The older intellectual journals came at politics at the highest level: revolution, socialism, Communism were their great political subjects. I once told Saul Bellow that Irving Howe and Philip Rahv (the latter one of the two longtime editors of Partisan Review) were engaged in a heated controversy about the nature of revolution in the letters column of the New York Review of Books, to which he replied: “Two old Jews arguing in the back of the synagogue. What are they arguing about? Getting closer, it turns out they are arguing about Lady Astor’s horse.” National politics, the politics of our political parties, were largely eschewed. Dwight Macdonald called our two major parties Tweedledum and Tweedledummer. I’ll leave you to guess which he thought Tweedledummer.
Socialism, Communism, and revolution are no longer up for discussion. All that remain are party politics and foreign policy, which can sometimes seem less than exciting, if not a touch drab. Mitch McConnell is no Leon Trotsky, Nancy Pelosi no Rosa Luxemberg, Donald Trump no Lenin. When I edited the American Scholar (between 1975 and 1997), I deliberately outlawed even the mention of any living American president in its pages, thinking there were other places for writing about such matters. Today, I’m not sure I could, or would want to, do that.
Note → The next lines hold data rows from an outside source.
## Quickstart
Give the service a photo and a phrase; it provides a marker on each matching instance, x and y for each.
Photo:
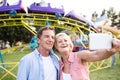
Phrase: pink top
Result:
(78, 71)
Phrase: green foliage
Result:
(103, 74)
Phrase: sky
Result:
(83, 7)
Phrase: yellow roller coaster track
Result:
(39, 20)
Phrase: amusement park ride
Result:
(41, 14)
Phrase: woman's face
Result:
(62, 44)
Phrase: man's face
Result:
(47, 39)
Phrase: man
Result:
(41, 64)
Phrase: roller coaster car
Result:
(43, 7)
(6, 8)
(73, 15)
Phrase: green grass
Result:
(111, 73)
(13, 58)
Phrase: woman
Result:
(73, 65)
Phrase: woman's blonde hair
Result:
(68, 38)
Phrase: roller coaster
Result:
(42, 14)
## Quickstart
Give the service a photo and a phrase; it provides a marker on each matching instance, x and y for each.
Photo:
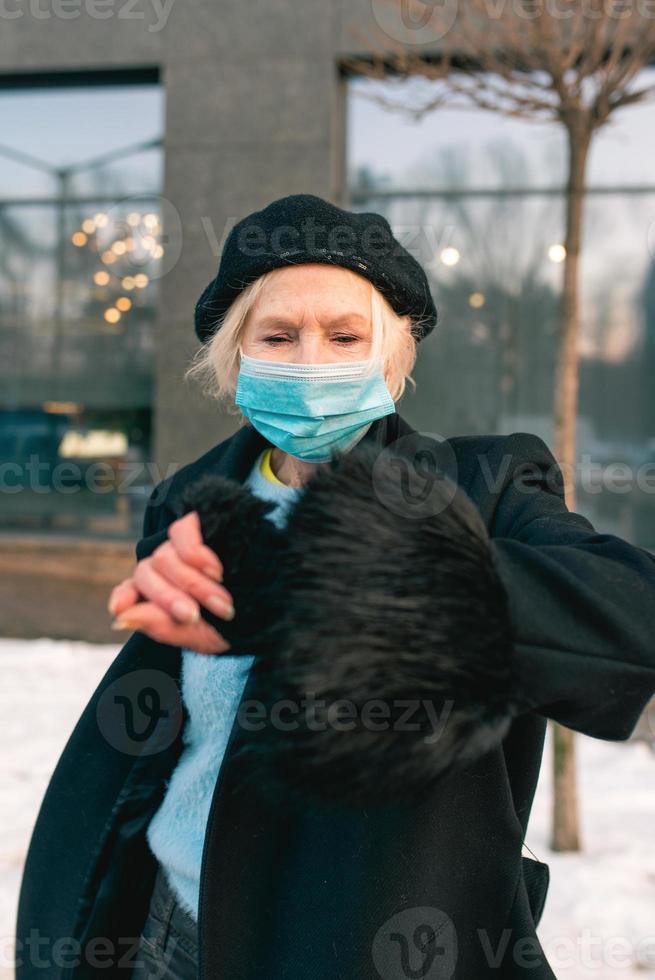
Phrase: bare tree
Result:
(571, 63)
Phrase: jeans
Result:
(168, 946)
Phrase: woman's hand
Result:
(163, 596)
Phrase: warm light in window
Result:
(450, 256)
(556, 253)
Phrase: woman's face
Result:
(311, 314)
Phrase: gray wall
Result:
(254, 111)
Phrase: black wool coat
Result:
(435, 887)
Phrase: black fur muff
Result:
(380, 626)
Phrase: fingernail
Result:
(221, 607)
(185, 611)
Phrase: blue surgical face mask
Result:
(311, 410)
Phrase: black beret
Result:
(305, 228)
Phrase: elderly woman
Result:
(440, 590)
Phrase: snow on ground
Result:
(599, 919)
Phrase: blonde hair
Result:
(215, 365)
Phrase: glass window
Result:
(477, 197)
(80, 255)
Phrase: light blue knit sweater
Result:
(211, 686)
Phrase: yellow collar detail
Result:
(266, 469)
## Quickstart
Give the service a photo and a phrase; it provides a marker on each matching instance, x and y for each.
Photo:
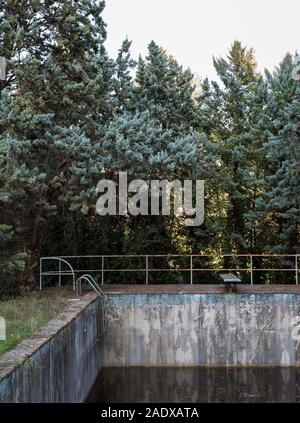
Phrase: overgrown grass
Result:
(24, 315)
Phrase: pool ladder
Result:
(91, 281)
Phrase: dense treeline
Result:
(70, 115)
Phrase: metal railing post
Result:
(41, 268)
(102, 270)
(251, 269)
(59, 273)
(296, 267)
(147, 270)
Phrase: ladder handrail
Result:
(93, 284)
(56, 272)
(99, 292)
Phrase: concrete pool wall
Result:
(153, 326)
(60, 362)
(190, 329)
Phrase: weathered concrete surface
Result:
(196, 385)
(202, 329)
(59, 363)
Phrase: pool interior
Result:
(196, 385)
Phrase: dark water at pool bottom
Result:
(196, 385)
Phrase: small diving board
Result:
(230, 280)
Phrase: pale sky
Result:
(194, 30)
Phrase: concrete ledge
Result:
(199, 289)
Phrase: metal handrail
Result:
(59, 273)
(101, 295)
(191, 268)
(92, 282)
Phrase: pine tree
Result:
(55, 103)
(280, 200)
(226, 115)
(166, 90)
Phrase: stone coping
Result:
(199, 289)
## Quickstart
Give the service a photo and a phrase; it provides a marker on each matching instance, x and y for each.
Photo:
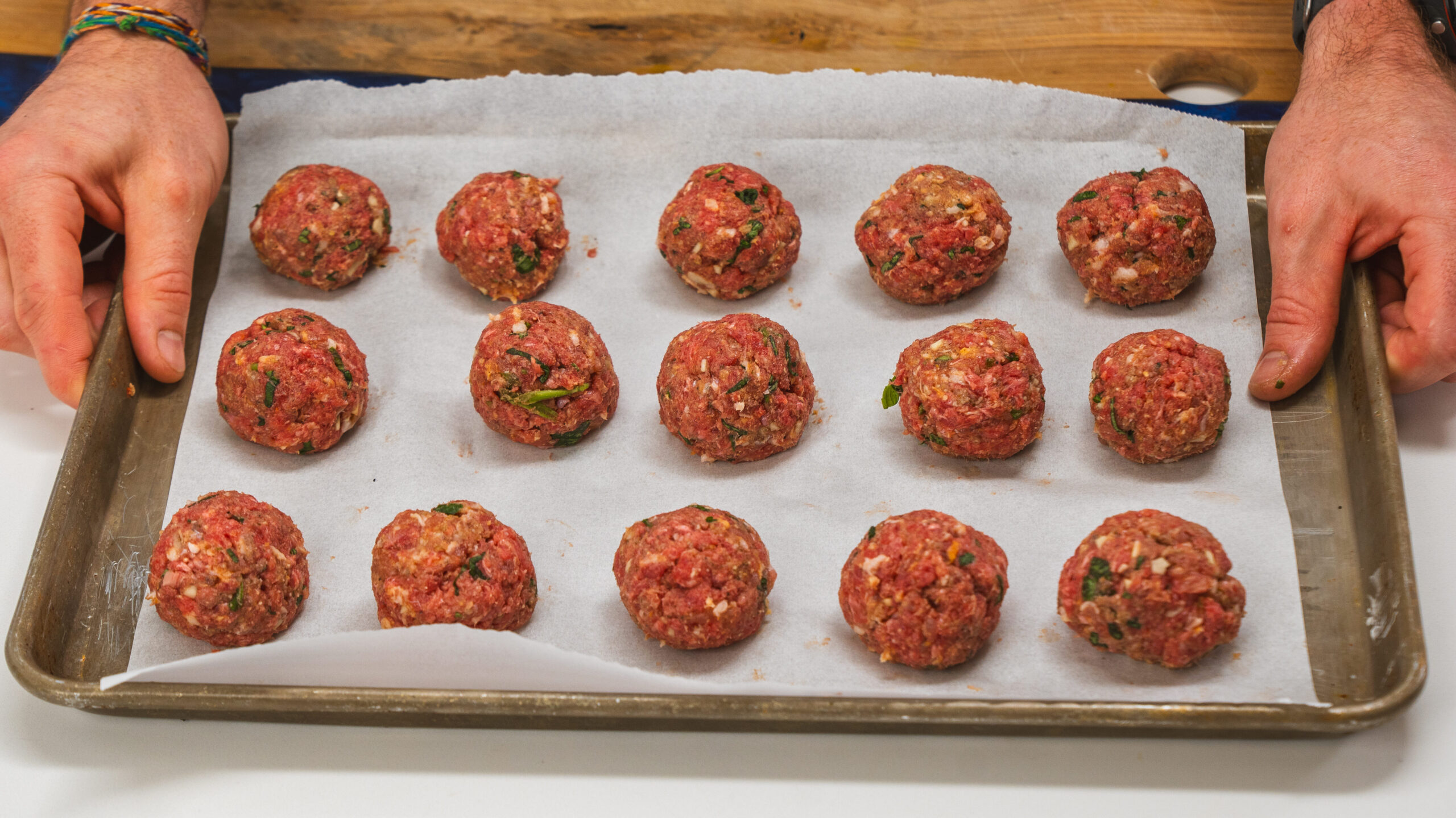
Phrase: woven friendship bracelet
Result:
(154, 22)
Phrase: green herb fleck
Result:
(270, 389)
(338, 362)
(474, 567)
(522, 261)
(1111, 409)
(890, 396)
(573, 437)
(524, 354)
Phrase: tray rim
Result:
(693, 712)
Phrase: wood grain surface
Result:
(1107, 47)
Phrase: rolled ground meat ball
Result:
(970, 391)
(542, 376)
(695, 578)
(321, 225)
(506, 233)
(1151, 586)
(292, 382)
(935, 235)
(229, 570)
(924, 590)
(455, 562)
(1136, 238)
(1160, 396)
(729, 232)
(736, 389)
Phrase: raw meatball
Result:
(506, 233)
(453, 564)
(542, 376)
(736, 389)
(970, 391)
(729, 232)
(1151, 586)
(229, 570)
(935, 235)
(924, 590)
(1136, 238)
(695, 578)
(321, 225)
(1160, 396)
(292, 382)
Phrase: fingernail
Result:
(1270, 369)
(169, 344)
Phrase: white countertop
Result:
(61, 762)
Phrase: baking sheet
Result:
(832, 140)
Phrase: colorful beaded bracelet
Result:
(154, 22)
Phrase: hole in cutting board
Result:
(1203, 77)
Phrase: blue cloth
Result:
(21, 73)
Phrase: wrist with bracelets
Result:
(143, 19)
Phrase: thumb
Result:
(162, 226)
(1308, 252)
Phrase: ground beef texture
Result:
(229, 570)
(292, 382)
(321, 226)
(1160, 396)
(970, 391)
(736, 389)
(924, 590)
(1153, 587)
(453, 564)
(693, 578)
(729, 233)
(542, 376)
(934, 236)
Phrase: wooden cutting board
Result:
(1123, 48)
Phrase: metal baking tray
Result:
(1338, 463)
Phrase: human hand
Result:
(129, 133)
(1365, 159)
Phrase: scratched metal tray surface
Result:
(1338, 462)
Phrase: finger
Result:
(1423, 351)
(41, 222)
(164, 223)
(1308, 250)
(11, 337)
What hasn’t changed is the preponderance of nonsense, nuttiness, utter madness in the world, especially now in a politically febrile time. The pretensions to fairness of heavily biased journalists, the wackiness of academic interests, the grave misconceptions of many contemporary movements and much current thought, the endless plight of Israel in a world seeming to want to renew its lease on anti-Semitism—all this and more are sufficient to keep COMMENTARY in business for at least another 75 years, if not in perpetuity. I, meanwhile, take great pride in having contributed in a small way to the magazine’s first 75 years, and shall always think of myself as a COMMENTARY writer.